Cette photo aux belles proportions nous montre un ancien commerce disposant d'un balcon à côté du quel on distingue le bâtiment de ce qui était l'école des garçons comme indiqué sur le fronton.
Je ne me souviens plus s'il y a un commerce d'ouvert à Lignol. Je crois qu'il y a une sorte de boulangerie-supérette mais je l'ai pas trouvée, disons que je n'ai pas fait beaucoup d'effort non plus.
Je reviens sur ce que j'ai dit : le bistrot chez nous est ouvert (pas au moment où je suis passé) comme l'atteste son site internet qui met bien en valeur une bâtisse bien triste. Sur le site, on apprend que le restaurant est ouvert depuis janvier 2015 et que Chez Nous est un petit restaurant dans le Breton village de Lignol et que nous vous invitons de venir retrouver des amis et goûter des repas internationaux et délicieux. A priori, le restaurant est tenu par un couple d'anglais, on excusera donc le français approximatif.
La pluie qui tombait du ciel à Guémené-sur-Scorff s'était calmée à Lignol mais de gros nuages menaçants et un crépuscule naissant plongèrent le bourg dans la pénombre.
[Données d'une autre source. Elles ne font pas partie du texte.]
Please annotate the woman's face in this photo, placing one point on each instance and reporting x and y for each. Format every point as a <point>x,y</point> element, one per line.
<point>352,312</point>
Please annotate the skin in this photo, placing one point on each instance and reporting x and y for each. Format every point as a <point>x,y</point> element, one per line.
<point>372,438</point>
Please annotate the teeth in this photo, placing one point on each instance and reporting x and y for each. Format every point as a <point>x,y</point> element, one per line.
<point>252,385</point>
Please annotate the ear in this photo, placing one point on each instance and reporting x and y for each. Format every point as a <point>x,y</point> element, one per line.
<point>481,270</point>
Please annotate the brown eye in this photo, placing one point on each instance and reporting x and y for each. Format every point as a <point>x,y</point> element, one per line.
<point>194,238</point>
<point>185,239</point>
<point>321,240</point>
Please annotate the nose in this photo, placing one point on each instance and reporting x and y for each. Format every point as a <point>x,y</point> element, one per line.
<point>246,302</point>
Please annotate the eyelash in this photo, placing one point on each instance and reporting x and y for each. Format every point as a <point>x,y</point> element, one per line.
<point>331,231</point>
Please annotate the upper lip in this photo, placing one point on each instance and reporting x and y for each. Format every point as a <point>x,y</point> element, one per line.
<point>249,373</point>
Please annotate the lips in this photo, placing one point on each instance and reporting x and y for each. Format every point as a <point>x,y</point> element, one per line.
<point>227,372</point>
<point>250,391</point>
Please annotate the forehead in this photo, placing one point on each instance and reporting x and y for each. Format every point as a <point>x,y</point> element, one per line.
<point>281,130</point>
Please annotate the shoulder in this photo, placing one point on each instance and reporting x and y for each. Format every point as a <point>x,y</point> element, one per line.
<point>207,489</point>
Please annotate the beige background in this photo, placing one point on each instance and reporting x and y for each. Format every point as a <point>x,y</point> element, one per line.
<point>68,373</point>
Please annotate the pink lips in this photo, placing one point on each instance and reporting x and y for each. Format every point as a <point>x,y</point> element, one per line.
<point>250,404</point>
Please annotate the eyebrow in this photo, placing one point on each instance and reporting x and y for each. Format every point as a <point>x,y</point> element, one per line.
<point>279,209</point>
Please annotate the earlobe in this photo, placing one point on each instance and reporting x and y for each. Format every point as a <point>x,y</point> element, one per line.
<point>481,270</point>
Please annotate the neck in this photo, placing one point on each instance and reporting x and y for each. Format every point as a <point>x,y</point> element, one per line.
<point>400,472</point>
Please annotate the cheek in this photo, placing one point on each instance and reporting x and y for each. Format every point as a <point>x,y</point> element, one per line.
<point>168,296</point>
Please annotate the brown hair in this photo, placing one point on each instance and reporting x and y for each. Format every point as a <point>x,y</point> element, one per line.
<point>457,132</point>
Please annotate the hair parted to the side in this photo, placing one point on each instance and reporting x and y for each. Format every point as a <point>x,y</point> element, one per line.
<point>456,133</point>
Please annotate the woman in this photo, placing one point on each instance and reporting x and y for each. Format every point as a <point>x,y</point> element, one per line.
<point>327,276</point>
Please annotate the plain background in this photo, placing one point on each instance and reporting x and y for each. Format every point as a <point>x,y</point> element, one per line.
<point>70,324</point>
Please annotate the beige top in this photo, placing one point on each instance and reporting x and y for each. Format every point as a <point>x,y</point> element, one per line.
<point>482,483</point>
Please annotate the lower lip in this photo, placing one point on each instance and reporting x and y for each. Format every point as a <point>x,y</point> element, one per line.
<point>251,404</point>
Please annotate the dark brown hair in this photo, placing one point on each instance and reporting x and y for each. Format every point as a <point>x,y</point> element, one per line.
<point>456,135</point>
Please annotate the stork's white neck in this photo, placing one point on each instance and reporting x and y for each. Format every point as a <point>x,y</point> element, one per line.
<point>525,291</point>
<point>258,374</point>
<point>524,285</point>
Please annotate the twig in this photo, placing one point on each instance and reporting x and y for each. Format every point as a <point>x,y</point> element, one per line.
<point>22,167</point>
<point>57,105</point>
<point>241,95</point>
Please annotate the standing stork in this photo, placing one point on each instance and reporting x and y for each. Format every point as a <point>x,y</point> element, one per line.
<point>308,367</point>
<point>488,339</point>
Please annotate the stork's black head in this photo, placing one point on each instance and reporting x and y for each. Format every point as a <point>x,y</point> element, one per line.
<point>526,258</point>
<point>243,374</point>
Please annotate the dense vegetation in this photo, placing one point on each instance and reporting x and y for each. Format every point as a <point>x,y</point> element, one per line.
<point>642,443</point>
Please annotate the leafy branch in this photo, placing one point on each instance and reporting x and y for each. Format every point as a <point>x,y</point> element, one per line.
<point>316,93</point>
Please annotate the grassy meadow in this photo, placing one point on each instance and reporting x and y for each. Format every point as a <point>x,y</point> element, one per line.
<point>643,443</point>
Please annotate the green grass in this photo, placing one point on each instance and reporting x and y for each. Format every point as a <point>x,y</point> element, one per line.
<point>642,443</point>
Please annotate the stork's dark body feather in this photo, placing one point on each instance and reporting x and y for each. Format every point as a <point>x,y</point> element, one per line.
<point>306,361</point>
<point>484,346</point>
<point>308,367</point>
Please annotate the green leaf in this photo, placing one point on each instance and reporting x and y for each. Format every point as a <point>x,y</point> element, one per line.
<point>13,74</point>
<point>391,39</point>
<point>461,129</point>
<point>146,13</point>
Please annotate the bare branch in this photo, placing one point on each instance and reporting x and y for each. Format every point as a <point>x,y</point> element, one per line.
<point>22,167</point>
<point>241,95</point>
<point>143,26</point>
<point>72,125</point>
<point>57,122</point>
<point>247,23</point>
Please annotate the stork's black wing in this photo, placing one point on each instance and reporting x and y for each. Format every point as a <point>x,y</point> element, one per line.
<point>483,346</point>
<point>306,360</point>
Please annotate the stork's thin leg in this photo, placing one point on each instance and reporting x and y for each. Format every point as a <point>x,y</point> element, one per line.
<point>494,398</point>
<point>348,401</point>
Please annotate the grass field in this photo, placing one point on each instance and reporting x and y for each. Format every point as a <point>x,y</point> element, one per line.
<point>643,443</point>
Ceci dit, pas une seule seconde, je n'ai cru que c'était la fin du monde.
Si quelqu'un est intéressé par ouvrir un commerce, Lignol vous tend les bras. Celui-ci ne doit pas valoir très cher (mais doit demander quelques travaux) et n'est pas sans cachet. J'y vois bien une mercerie ou une chapellerie afin de vendre des chapeaux aux lignolais et faire de Lignol la cité du chapeau, comme Bécherel est celle du livre. D'autres chapelleries pourraient ouvrir par effet d'entrainement. La Bretagne intérieure a besoin d'initiatives originales si elle veut s'en sortir.
Au revoir Lignol, à jamais sans doute. Direction Kernascléden situé à 5 kms.
reportage réalisé le 02 janvier 2016. Lignol (56160), zéro lignolais, maire : André Jaffré. temps doux.